Vingança Diabólica de Stephen Gilbert é um dos primeiros livros de terror a explorar e antecipar a temática de animais raivosos em uma história de horror, publicado no final dos anos sessenta passou despercebido até o lançamento da adaptação cinematográfica Willard em 1971, no Brasil, Calafrio. Em comparação ao filme o livro é mais completo, a transformação psicológica do protagonista é melhor nas páginas, a narrativa é escrita em forma de diário o que proporciona um mergulho nas profundezas de sua mente, onde é possível ouvir o ruído dos ratos roendo cada pedaço de sua sanidade.
A maneira como a figura materna e a isolação afetam a mente do protagonista é muito parecida com a que Norman Bates sofre em Psicose de Robert Bloch, o diferencial está na forma como a loucura se infiltra pelas páginas, em Vingança Diabólica é tão sútil que é difícil definir uma linha que a separa da sanidade.
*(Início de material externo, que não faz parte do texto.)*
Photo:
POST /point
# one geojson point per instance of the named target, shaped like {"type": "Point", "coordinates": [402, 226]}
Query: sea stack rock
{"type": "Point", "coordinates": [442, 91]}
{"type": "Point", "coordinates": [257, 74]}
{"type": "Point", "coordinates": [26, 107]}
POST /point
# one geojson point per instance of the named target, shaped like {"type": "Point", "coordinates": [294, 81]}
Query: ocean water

O protagonista, que não é nomeado no livro, vive com sua mãe dominadora em uma casa decadente e tem problemas com relacionamentos sociais, principalmente com mulheres, para piorar sua condição possui um emprego ordinário na empresa que antigamente era de seu falecido pai e seu chefe é um ignorante tirano que desconta sua raiva nos funcionários. Em casa sua existência se resume a noites ao lado da mãe ouvindo suas intermináveis reclamações de como ele não é homem o suficiente para tomar as rédeas de sua vida e como as coisas seriam deferentes se seu pai estivesse vivo.
As marcações em seu diário começam quando sua mãe reclama do estado deplorável do jardim, com ervas daninhas crescendo de maneira desordenada em meio a restos apodrecidos de madeira, que servem de ninho para uma infestação de ratos. Decidido a se ver livre das imprecações e das pragas, arquiteta um plano para destruir a família de roedores através de uma inundação total do quintal que consequentemente os mataria afogados.
Mas na hora da execução seu coração é tocado pela expressão quase humana de pavor que os animais apresentam ao lutar por suas vidas, em especial pela "mãe rato" que parece lhe suplicar para salvar a vida de seus filhotes. Começa então sua relação com os ratos. Após o acontecido os ratos passam a lhe tratar com certa reverência, parecem até compreender seus sentimentos, intrigado decide testar a inteligência dos pequenos com exercícios que medem suas reações à voz humana e os limites de sua memória.
Os resultados são impressionantes, logo eles passam a tratá-lo como um deus, confiando cegamente em suas instruções e resolvendo qualquer situação proposta, um exército de ratos a sua disposição. É então que surge a ideia de vingança, inicialmente um simples impulso que rapidamente torna-se uma obsessão, todos irão pagar pelos insultos velados, os risos pelas costas e os olhares de superioridade. Os ratos o ajudarão nessa empreitada. Mas será que ele realmente possui todo esse controle sobre eles? Quem realmente controla quem?
A escrita de Stephen Gilbert é bastante intimista, a descrição decadente da mente do protagonista é angustiante, a cada nova entrada no diário sua visão torna-se mais misantropa e mais antissocial, na mesma medida que sua relação com os ratos aumenta a sua conexão com a humanidade e a realidade se desfaz em pequenas migalhas. O principal triunfo do texto é a maneira inteligente com que é inserida a dúvida da veracidade dos fatos, através de um narrador não confiável, será o horror real ou apenas fruto de uma mente deturpada? Vingança Diabólica é uma leitura interessante que consegue envolver o leitor em um vórtice crescente de loucura e paranoia até um final absolutamente surpreendente.